Furthermore, the auto-tech giant is looking to enter a new market, after its all-Tesla racing series received the green light from the Federation Internationale de I’Automobile, or FIA. This is great news considering that just a couple of weeks ago, one of the biggest luxury and all-racing automaker, Ferrari (NYSE:RACE), announced it is looking to create an all-racing EV as well.

Quarter Expectations

Looking at what to expect on Tesla’s report, the company forecasts a total of $3.04 adjusted loss per share on sales of $3.3 billion for their previous quarter. These are great figures compared to last year’s expectations.

An analyst from Barron's noted: “We think shares will react favorably if the company guides to more than 10,000 Model 3 deliveries in the first quarter of 2018. Additionally, we believe Tesla can fund the Model 3 ramp without raising additional capital, but think a raise would remove an additional overhang.”

More Information

Overall, Tesla has been competitively surging, despite the many problems and conundrums that the company has been facing recently. The auto company’s shares managed to hit a massive 3% increase last week, and a massive 14% from a year-to-date perspective.
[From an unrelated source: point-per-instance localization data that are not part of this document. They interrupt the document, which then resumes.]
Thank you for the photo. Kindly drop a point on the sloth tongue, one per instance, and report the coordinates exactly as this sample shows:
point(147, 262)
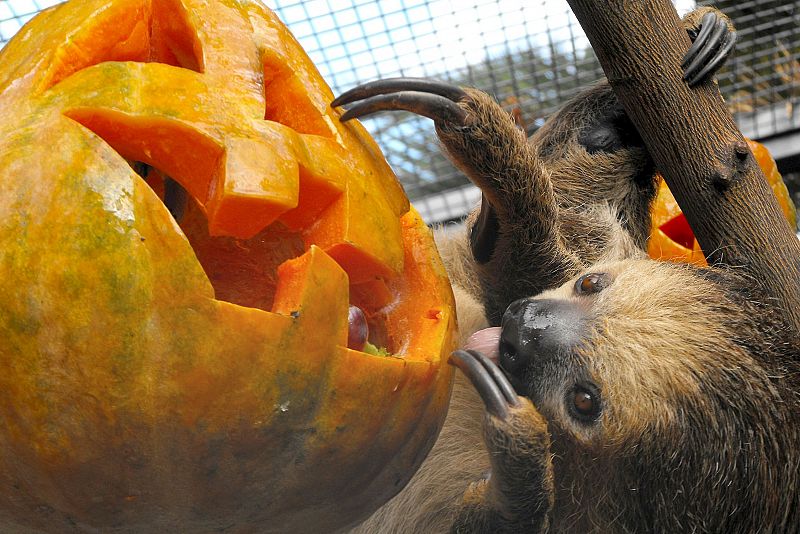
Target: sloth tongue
point(486, 341)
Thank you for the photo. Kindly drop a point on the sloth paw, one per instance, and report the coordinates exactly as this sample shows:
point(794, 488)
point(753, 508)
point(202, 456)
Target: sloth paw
point(491, 384)
point(429, 98)
point(711, 46)
point(519, 493)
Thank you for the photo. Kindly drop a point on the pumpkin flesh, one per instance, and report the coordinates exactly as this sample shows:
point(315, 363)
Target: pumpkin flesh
point(161, 374)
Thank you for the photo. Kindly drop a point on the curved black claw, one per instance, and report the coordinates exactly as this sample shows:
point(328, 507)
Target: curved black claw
point(490, 382)
point(709, 50)
point(429, 98)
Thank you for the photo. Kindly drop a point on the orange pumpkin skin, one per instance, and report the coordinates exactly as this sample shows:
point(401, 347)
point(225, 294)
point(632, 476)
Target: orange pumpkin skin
point(671, 238)
point(157, 378)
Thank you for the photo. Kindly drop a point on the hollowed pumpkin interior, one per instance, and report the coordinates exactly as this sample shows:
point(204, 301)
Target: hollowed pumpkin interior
point(276, 180)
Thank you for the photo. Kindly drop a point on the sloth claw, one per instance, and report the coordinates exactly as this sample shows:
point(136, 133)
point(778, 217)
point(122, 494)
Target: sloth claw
point(490, 382)
point(709, 50)
point(429, 98)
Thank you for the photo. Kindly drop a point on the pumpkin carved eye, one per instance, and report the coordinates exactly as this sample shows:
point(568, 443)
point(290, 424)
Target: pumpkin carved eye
point(590, 284)
point(195, 224)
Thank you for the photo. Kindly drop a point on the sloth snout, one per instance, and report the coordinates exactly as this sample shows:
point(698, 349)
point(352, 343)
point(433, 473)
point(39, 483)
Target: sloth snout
point(536, 329)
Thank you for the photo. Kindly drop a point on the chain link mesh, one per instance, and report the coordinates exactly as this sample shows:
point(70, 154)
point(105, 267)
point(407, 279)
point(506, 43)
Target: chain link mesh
point(531, 55)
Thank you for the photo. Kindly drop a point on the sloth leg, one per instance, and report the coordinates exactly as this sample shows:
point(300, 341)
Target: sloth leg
point(515, 239)
point(519, 493)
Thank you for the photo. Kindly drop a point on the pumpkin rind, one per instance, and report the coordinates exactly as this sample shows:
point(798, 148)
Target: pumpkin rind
point(139, 392)
point(671, 238)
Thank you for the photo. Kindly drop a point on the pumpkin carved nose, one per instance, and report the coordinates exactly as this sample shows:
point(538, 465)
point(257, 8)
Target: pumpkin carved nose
point(535, 329)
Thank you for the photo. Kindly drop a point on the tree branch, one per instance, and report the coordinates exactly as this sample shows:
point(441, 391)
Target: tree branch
point(695, 144)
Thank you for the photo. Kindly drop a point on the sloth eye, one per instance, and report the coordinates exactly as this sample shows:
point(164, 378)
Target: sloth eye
point(589, 284)
point(584, 403)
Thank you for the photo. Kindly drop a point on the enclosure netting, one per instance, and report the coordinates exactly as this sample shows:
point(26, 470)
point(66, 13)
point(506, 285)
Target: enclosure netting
point(531, 55)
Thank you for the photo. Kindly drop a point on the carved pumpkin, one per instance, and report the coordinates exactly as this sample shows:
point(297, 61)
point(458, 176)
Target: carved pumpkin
point(192, 373)
point(671, 238)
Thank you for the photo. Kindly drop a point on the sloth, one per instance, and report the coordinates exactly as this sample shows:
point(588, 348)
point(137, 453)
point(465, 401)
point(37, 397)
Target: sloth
point(577, 191)
point(613, 393)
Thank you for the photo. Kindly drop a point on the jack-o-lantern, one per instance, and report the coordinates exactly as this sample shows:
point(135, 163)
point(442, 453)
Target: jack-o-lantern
point(174, 351)
point(671, 237)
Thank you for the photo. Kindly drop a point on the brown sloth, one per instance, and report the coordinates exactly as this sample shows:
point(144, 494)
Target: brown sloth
point(629, 396)
point(577, 191)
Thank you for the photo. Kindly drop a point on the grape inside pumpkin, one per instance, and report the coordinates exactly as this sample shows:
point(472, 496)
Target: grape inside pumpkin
point(173, 341)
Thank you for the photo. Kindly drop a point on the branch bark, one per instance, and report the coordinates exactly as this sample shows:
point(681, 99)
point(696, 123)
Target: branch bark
point(695, 143)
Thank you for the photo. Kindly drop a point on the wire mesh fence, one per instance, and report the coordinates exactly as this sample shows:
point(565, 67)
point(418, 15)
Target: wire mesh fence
point(531, 55)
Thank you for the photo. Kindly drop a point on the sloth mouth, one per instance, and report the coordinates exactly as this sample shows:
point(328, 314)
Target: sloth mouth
point(486, 341)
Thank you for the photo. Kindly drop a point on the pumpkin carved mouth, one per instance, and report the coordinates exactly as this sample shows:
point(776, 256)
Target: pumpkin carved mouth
point(267, 169)
point(174, 350)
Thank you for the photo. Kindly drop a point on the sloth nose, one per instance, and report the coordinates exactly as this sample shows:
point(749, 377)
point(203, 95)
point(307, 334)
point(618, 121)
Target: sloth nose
point(535, 329)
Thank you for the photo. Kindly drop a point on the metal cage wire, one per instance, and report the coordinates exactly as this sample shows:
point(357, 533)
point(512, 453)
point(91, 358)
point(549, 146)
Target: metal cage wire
point(531, 55)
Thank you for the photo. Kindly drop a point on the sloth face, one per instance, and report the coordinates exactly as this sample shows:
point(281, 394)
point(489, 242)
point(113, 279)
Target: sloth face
point(618, 351)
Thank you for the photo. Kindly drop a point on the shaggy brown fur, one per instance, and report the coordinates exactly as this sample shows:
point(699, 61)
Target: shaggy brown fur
point(699, 426)
point(699, 429)
point(578, 191)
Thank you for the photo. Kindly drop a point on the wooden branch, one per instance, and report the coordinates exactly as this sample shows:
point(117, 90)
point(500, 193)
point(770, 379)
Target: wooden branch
point(695, 144)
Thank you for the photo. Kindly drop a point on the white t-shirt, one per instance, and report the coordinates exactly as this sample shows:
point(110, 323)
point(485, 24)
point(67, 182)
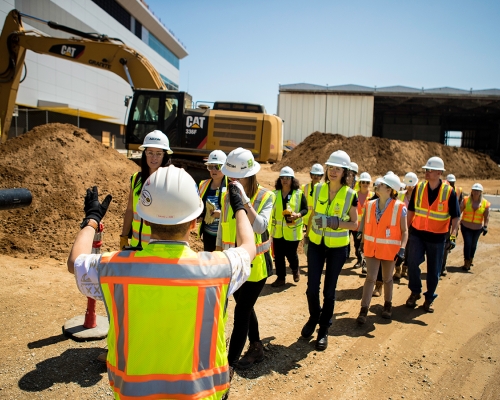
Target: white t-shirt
point(87, 274)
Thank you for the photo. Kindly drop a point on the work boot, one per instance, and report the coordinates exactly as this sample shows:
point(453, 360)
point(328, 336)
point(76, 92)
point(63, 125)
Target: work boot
point(254, 354)
point(397, 274)
point(322, 339)
point(278, 282)
point(412, 300)
point(387, 312)
point(362, 315)
point(377, 292)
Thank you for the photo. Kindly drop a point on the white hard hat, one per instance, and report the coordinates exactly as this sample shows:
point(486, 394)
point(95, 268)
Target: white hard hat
point(169, 197)
point(392, 180)
point(317, 169)
point(158, 140)
point(365, 176)
point(378, 181)
point(240, 164)
point(410, 179)
point(435, 163)
point(339, 158)
point(287, 171)
point(216, 157)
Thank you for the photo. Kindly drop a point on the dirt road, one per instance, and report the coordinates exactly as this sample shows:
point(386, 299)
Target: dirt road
point(453, 353)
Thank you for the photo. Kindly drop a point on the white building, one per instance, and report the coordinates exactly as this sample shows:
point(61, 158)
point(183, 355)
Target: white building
point(66, 91)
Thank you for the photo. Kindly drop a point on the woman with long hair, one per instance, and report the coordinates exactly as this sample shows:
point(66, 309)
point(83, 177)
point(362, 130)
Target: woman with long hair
point(289, 208)
point(383, 242)
point(241, 169)
point(334, 214)
point(156, 151)
point(211, 191)
point(475, 217)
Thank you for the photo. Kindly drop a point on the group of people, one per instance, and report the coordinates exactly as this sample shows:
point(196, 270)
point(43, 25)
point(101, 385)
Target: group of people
point(167, 304)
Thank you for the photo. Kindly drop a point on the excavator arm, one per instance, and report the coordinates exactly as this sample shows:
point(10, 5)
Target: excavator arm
point(93, 50)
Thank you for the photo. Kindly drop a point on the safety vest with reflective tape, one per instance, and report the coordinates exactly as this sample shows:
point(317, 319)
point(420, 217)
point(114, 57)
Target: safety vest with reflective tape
point(361, 207)
point(136, 222)
point(166, 307)
point(306, 189)
point(339, 207)
point(382, 240)
point(435, 217)
point(474, 216)
point(228, 231)
point(279, 227)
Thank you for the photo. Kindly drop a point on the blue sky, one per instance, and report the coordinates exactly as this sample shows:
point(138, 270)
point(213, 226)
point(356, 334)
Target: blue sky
point(242, 51)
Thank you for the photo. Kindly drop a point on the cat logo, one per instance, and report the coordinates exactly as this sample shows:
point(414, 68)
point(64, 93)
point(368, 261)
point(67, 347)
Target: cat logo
point(195, 122)
point(67, 51)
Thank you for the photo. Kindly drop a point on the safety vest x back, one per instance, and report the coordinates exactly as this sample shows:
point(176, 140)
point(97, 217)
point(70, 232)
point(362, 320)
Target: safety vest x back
point(145, 231)
point(338, 207)
point(166, 308)
point(435, 217)
point(382, 240)
point(228, 230)
point(279, 227)
point(474, 216)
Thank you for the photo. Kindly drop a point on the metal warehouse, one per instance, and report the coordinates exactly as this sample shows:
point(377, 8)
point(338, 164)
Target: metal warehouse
point(394, 112)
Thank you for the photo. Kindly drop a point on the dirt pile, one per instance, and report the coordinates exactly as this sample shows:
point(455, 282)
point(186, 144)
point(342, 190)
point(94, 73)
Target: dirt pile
point(57, 163)
point(378, 155)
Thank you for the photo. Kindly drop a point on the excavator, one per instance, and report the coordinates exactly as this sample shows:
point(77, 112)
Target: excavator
point(193, 132)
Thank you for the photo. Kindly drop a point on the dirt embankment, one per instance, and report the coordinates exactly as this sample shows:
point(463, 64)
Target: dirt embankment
point(378, 155)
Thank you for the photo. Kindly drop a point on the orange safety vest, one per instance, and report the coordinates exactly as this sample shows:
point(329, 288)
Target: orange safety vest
point(382, 240)
point(433, 218)
point(474, 216)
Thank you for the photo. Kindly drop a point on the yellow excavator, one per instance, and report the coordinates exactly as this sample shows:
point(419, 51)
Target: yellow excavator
point(193, 132)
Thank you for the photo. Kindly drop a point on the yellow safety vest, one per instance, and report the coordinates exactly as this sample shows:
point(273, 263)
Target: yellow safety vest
point(166, 307)
point(228, 230)
point(136, 222)
point(338, 207)
point(279, 227)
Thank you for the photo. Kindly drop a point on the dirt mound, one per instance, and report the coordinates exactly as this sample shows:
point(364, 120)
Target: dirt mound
point(57, 163)
point(377, 156)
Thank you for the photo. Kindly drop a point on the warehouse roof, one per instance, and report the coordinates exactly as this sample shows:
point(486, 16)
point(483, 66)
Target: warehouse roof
point(388, 90)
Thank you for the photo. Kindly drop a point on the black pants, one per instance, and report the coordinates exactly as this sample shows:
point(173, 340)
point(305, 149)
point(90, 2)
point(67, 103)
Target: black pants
point(245, 319)
point(209, 242)
point(285, 248)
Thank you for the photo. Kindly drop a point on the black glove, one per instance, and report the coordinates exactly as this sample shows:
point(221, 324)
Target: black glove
point(93, 209)
point(453, 242)
point(400, 257)
point(235, 199)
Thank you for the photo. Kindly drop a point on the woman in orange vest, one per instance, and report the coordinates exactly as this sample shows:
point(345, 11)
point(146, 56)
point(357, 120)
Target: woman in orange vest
point(383, 242)
point(475, 216)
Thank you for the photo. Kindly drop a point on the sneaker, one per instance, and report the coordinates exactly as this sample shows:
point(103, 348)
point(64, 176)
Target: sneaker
point(387, 312)
point(253, 355)
point(278, 282)
point(412, 300)
point(362, 315)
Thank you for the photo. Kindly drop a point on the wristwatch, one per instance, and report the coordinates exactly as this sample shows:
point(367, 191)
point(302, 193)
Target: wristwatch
point(91, 222)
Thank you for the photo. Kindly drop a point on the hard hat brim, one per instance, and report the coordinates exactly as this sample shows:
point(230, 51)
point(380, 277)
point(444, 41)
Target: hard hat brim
point(156, 146)
point(239, 175)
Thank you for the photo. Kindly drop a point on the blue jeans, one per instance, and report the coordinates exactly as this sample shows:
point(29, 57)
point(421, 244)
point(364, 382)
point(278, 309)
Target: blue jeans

The shares of the company managed to gain a total of 42% over the past 12 months.

The group managed to create better opportunities in the last quarter despite some shipment problem. Model S and Model X managed to create a significant wave in the market, with the latter hitting a massive 100,000 car deliveries.

Tesla Truck Information

Furthermore, most analysts are expecting the company to clinch a solid year in 2018, alongside a strong quarterly report, as they forecast the firm will regain yet more ground after experiencing performance slumps due to production problems and funding issues over the past few months.

According to reports, the company is also looking to partner with Anheuser-Busch (NYSE:BUD), PepsiCo (NASDAQ:PEP) and United Parcel Service Inc (NYSE:UPS) to build on-site charging terminals for its upcoming all-electric semi-truck, looking to boost efficiency at their facilities.